The role of boundary conditions in scaling laws for turbulent heat transport

TL;DR

This paper reviews how different boundary conditions in Rayleigh-Bénard convection influence heat transport bounds, highlighting their impact on boundary layer behavior and the resulting scaling laws.

Contribution

It systematically compares theoretical bounds on heat transport for no-slip, free-slip, and Navier-slip boundary conditions in turbulent convection.

Findings

Boundary conditions significantly affect heat transport bounds.

Different boundary conditions alter boundary layer properties.

Theoretical bounds vary with boundary condition choice.

Abstract

In most results concerning bounds on the heat transport in the Rayleigh-B\'{e}nard convection problem no-slip boundary conditions for the velocity field are assumed.

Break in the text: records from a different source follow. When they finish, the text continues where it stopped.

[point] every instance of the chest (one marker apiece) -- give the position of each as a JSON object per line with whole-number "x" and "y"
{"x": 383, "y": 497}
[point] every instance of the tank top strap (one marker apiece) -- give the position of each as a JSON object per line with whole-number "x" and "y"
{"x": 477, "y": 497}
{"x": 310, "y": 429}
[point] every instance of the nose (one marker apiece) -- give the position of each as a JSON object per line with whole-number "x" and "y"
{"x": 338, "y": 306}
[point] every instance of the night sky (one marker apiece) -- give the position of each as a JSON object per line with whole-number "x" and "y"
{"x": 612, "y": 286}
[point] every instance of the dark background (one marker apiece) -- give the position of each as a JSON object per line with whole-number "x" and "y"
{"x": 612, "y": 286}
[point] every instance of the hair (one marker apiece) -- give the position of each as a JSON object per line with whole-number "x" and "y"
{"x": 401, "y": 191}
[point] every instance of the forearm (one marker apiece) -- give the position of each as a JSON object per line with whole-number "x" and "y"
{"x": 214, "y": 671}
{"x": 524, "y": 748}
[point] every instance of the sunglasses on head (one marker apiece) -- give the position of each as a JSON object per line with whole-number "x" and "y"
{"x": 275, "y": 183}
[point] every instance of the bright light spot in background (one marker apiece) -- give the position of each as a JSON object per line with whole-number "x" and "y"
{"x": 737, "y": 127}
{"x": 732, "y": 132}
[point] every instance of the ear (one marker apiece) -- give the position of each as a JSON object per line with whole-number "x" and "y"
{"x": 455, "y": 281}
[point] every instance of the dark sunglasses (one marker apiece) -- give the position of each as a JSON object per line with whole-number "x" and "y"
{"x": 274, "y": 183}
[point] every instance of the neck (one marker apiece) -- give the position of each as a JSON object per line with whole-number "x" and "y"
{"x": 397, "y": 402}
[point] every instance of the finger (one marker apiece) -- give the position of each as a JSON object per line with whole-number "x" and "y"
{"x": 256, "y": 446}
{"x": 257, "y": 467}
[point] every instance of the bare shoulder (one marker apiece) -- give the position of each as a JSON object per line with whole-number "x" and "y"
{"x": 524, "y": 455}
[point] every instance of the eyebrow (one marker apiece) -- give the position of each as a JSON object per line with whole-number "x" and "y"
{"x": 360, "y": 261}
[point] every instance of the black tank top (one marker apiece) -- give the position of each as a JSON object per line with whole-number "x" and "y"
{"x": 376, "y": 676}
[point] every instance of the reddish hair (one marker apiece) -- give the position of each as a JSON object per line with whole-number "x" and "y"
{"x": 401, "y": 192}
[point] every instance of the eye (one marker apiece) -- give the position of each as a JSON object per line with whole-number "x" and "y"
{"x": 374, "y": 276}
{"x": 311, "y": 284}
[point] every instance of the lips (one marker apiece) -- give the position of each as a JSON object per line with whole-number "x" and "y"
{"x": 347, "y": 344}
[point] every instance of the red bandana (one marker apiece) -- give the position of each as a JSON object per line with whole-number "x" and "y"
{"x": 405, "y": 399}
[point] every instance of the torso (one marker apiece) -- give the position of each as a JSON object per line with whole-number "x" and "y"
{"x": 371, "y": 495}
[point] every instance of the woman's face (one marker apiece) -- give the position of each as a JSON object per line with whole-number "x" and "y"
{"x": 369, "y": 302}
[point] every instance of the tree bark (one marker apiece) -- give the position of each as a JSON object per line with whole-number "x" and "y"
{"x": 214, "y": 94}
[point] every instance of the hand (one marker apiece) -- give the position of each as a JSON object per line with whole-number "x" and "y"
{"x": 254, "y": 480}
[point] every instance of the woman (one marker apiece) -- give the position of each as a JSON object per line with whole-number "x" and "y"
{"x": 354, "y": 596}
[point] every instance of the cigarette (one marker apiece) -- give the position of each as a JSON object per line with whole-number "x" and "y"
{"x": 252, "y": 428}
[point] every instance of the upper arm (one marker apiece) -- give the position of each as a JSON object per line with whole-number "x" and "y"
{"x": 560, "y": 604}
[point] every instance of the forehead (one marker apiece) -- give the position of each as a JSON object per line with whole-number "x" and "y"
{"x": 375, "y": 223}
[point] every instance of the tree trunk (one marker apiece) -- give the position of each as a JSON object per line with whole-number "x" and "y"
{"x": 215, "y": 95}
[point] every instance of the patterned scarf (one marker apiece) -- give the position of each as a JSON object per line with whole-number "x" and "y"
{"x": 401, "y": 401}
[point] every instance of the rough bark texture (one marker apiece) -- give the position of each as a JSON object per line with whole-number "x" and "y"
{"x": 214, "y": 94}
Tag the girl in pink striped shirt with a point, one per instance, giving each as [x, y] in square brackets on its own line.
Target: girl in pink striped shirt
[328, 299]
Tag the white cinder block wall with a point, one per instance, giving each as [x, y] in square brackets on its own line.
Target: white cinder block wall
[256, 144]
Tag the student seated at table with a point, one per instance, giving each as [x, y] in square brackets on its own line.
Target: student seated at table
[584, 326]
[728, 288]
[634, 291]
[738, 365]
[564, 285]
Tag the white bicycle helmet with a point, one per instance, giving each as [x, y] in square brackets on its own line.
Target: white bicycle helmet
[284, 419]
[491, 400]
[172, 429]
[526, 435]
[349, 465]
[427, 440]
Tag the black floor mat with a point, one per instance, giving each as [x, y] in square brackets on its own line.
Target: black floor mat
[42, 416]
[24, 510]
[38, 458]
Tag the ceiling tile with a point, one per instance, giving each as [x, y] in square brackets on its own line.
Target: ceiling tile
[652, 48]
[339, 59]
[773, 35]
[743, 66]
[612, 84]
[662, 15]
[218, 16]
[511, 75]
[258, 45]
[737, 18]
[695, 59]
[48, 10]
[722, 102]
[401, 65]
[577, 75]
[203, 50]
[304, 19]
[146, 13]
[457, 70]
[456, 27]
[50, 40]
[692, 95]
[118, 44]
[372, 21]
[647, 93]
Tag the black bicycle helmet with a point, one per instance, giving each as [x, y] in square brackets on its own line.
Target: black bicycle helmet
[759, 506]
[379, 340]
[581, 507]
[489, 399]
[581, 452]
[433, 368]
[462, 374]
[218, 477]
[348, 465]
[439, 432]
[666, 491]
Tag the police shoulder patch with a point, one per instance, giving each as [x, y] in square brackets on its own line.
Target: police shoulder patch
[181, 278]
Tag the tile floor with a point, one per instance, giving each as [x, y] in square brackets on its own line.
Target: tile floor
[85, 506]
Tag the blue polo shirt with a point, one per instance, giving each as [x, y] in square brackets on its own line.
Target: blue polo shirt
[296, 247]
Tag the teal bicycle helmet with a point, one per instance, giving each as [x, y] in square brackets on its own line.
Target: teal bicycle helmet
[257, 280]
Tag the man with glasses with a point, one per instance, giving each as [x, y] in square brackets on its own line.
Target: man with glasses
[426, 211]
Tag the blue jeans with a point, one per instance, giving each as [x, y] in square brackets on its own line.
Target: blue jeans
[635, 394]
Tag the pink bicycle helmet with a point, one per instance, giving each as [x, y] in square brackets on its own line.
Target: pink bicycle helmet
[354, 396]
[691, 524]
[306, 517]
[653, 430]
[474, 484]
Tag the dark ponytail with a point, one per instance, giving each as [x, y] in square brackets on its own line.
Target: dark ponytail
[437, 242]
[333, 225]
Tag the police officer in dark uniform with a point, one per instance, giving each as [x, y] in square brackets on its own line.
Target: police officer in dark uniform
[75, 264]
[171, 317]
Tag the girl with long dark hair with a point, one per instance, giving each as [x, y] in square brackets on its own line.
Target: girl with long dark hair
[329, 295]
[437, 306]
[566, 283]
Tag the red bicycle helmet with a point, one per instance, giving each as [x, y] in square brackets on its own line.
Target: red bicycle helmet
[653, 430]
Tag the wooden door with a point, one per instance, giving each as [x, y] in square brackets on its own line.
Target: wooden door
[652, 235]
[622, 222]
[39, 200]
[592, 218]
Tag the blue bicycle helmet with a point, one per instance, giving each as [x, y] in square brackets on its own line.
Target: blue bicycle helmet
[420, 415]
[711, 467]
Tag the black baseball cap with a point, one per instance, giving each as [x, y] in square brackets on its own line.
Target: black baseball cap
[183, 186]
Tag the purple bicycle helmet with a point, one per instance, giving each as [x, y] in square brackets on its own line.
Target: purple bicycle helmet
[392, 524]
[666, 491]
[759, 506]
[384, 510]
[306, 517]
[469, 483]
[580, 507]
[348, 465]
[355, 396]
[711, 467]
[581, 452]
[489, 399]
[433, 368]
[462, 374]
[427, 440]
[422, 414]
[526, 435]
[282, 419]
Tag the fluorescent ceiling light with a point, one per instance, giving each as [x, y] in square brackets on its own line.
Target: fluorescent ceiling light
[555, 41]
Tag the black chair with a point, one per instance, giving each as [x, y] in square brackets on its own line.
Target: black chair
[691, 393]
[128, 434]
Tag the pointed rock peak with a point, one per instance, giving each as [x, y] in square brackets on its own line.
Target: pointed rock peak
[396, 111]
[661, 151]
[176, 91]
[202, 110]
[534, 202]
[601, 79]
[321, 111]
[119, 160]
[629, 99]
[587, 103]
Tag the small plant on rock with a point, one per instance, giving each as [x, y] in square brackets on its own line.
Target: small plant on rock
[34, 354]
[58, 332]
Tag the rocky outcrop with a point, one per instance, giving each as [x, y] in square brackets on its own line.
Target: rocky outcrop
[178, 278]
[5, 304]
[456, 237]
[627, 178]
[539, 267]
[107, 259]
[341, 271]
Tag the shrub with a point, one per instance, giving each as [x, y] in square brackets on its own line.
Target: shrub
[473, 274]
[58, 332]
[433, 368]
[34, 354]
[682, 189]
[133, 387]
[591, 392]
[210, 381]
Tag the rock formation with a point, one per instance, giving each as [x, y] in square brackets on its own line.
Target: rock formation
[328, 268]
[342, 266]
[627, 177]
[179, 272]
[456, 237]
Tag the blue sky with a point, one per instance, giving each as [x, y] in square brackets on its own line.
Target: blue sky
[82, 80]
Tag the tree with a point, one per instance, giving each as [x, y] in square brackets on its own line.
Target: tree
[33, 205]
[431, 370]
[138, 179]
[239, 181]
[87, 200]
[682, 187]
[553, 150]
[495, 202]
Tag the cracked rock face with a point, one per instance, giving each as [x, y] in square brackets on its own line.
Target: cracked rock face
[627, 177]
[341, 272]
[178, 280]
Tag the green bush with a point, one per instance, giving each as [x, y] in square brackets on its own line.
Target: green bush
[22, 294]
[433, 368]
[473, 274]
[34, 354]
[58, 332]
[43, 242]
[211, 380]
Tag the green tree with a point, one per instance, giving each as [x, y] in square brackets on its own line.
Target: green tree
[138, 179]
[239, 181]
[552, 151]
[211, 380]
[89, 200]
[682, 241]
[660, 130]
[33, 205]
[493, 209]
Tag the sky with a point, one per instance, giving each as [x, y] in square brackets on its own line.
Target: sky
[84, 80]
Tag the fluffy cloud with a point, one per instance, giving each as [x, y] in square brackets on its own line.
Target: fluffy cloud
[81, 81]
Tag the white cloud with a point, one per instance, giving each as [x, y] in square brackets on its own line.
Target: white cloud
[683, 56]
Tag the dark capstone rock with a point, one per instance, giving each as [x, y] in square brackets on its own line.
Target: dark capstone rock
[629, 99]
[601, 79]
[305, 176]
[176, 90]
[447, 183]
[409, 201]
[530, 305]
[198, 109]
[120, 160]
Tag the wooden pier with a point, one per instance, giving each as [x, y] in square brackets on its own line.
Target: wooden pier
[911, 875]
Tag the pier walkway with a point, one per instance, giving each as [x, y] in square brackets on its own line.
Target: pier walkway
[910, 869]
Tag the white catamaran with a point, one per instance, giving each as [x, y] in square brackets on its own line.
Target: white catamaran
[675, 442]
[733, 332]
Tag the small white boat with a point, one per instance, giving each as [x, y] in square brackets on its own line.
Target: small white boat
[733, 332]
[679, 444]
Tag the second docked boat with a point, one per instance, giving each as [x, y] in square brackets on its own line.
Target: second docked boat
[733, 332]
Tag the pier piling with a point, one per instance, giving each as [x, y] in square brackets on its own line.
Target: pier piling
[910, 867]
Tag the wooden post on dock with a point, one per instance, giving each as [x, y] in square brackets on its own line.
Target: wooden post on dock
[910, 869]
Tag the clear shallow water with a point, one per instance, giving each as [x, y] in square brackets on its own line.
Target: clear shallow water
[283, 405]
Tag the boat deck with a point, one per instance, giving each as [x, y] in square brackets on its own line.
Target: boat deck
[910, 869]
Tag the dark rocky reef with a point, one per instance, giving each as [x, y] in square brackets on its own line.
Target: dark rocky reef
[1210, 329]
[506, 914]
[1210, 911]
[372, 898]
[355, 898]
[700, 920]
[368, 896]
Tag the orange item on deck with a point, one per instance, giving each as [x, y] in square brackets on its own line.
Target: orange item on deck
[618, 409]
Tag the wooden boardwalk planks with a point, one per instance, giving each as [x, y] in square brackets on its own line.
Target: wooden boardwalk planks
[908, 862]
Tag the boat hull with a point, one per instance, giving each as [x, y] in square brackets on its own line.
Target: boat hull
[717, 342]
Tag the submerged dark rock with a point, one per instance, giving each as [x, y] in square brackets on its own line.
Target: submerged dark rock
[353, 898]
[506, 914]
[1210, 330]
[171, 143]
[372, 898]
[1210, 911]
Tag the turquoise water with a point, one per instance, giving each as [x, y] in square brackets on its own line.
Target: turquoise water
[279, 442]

Nevertheless it is debatable, whether these boundary conditions reflect the behavior of the fluid at the boundary. This problem is important in theoretical fluid mechanics as well as in industrial applications, as the choice of boundary conditions has effects in the description of the boundary layers and its properties. In fact, different boundary conditions may inhibit or enhance heat transport. This review presents a selection of contributions in the theory of rigorous bounds on Nusselt number, distinguishing and comparing the results for no-slip, free-slip and Navier-slip boundary conditions.